Postmodern and post-structuralist theories offer some relief from the endless cycle of identity politics since the idea of an essential identity is regarded as belonging to a past wedded to ‘grand narratives’ of truth and progress. During the 1980s the term ‘woman’ itself came to be seen as part of the problem. From a post-structuralist point of view, diverse women were trying to lay claim to an identity which is never stable in its range of meanings, but always slippery and culturally and historically diverse. For Monique Wittig the radicalism of the lesbian social position is that they can refuse to be a ‘woman’: ‘“Woman” is there to confuse us, to hide the reality, “women”. In order to be aware of being a class and to become a class we first have to kill the myth of “woman” including its most seductive aspects’ (Wittig 1992: 16). Others would argue that heterosexual feminists had much to learn from this perspective – that to refuse to be a ‘woman’ is to deny the dominant discourses that attempt to frame our selves in the interest of a hostile culture. Moreover denying the ‘woman’, as Wittig suggests, involves acknowledging the existence of ‘women’ in all their plurality (many critics would still want ‘woman’ to remain the organising feminist political principle. For Judith Butler, establishing a foundational identity to mobilise feminist politics is actually to restrict the possibilities of new unthought-of identities that feminism might make realities (Butler 1990: 147). In the 1990s, queer theory further challenged the politics of identity by denying the need for fixed sexual identities, identifying ‘queer’ as the badge of the sexual radical. Queer is a way of denying the normalcy of heterosexuality by blurring the gay/straight binary opposition and celebrating the plurality of responses that are made available. It’s playfully disruptive of the old boundaries, yet some feminists remain sceptical of its political reach.

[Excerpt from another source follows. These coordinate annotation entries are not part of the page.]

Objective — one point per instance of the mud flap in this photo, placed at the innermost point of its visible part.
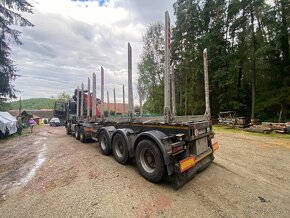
(179, 179)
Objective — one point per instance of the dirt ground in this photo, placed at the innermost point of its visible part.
(50, 174)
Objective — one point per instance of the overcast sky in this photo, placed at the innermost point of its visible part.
(72, 39)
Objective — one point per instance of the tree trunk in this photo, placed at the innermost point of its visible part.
(253, 63)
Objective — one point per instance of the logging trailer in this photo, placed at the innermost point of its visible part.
(178, 147)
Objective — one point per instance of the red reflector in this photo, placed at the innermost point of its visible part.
(187, 163)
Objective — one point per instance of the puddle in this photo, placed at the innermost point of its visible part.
(39, 140)
(39, 161)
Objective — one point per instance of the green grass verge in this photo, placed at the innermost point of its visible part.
(223, 129)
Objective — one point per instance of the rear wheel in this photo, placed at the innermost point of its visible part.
(104, 141)
(149, 161)
(82, 135)
(77, 133)
(120, 149)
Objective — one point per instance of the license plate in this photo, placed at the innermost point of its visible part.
(201, 145)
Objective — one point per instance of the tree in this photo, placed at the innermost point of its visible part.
(9, 17)
(63, 97)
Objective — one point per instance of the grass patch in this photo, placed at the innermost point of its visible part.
(223, 129)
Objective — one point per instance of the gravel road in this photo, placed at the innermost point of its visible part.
(49, 174)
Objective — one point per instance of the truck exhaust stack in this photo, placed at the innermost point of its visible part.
(94, 98)
(102, 93)
(130, 90)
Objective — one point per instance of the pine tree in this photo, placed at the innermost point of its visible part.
(9, 17)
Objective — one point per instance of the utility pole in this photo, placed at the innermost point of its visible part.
(102, 93)
(206, 85)
(130, 88)
(124, 99)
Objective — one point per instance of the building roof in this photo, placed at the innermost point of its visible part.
(119, 107)
(47, 113)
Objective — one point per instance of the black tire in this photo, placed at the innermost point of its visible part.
(77, 133)
(82, 135)
(120, 149)
(149, 161)
(104, 141)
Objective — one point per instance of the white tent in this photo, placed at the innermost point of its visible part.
(7, 121)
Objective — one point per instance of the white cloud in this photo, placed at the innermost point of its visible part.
(72, 39)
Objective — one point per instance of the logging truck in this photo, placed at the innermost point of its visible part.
(173, 146)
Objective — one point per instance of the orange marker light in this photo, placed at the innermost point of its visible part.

For hooks, as for many other veteran feminists, the perception of identity politics as either avoidable or necessarily negative was second wave feminism’s first mistake: ‘[w]omen do not need to eradicate difference to feel solidarity. We do not need to share common oppression to fight equally to end oppression’ (hooks 1986: 138).
Source: Fifty Key Concepts in Gender Studies Jane Pilcher and Imelda Whelehan Sage Publications, 2004.
FURTHER READING
Either Evans (1979) or Echols (1989) gives a flavour of tensions in the early US Women’s Liberation Movement; Segal (1987) at times controversially covers some of these issues from a largely British perspective. Hooks’s (1986) essay is passionately argued and extremely accessible, whereas Butler (1990) and Wittig (1992) cover some of the theoretical ground.